The downside to living in Hawaii – yes, there is a downside to living in “paradise” (like it’s not really paradise if you have to work and pay bills and clean your house, and it never gets cold here and our skis are gathering dust) – is that it’s so far away from everyone. Tomorrow is the day that we should have been leaving to visit friends in New Orleans and experience Mardi Gras (quote Tawnya, “And tell Wes we’re getting hammered and we’re not driving anywhere so he better be prepared!”). But then other things came up that were more important than getting shit-faced in NOLA (not that it wouldn’t have been fun and great to see good friends), like a wedding in August so a trip to New Orleans in March wasn’t a sure thing.

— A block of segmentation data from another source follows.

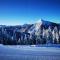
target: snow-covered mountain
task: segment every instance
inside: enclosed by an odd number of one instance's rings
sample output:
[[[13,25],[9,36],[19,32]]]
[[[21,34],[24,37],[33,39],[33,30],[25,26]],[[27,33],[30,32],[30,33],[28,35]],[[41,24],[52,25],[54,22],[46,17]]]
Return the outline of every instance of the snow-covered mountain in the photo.
[[[2,42],[4,44],[60,43],[60,24],[40,19],[35,24],[1,26],[0,43]]]

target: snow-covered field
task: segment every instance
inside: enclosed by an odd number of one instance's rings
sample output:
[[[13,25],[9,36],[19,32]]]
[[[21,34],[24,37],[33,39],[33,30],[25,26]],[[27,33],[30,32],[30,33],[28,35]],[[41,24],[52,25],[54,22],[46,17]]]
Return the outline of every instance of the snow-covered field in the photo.
[[[60,48],[0,45],[0,60],[60,60]]]

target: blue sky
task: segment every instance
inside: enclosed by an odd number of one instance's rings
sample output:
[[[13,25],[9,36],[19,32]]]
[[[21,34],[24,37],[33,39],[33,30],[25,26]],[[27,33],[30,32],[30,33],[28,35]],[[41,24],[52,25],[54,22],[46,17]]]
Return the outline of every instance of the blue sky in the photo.
[[[0,25],[35,23],[40,18],[60,23],[60,0],[0,0]]]

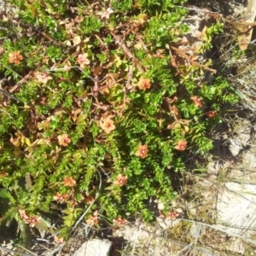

And then Wes started traveling a lot for work. Which, okay, it’s for work so it doesn’t require him to use any vacation days, but it still means that he’s away from work for days at a time, which does mean that it’s harder for him to actually use vacation time when we want to. Right now, for instance, he’s in Seattle for three days for a 6-hour meeting. Three days and 10 hours of travel for a 6-hour meeting. He’ll spend more time in the airport and on the plan than he will in the meeting.

So instead of celebrating Fat Tuesday in New Orleans, we’ll be not celebrating at home. But enjoying our time nonetheless.  I guess that’s the price we pay for living in Paradise.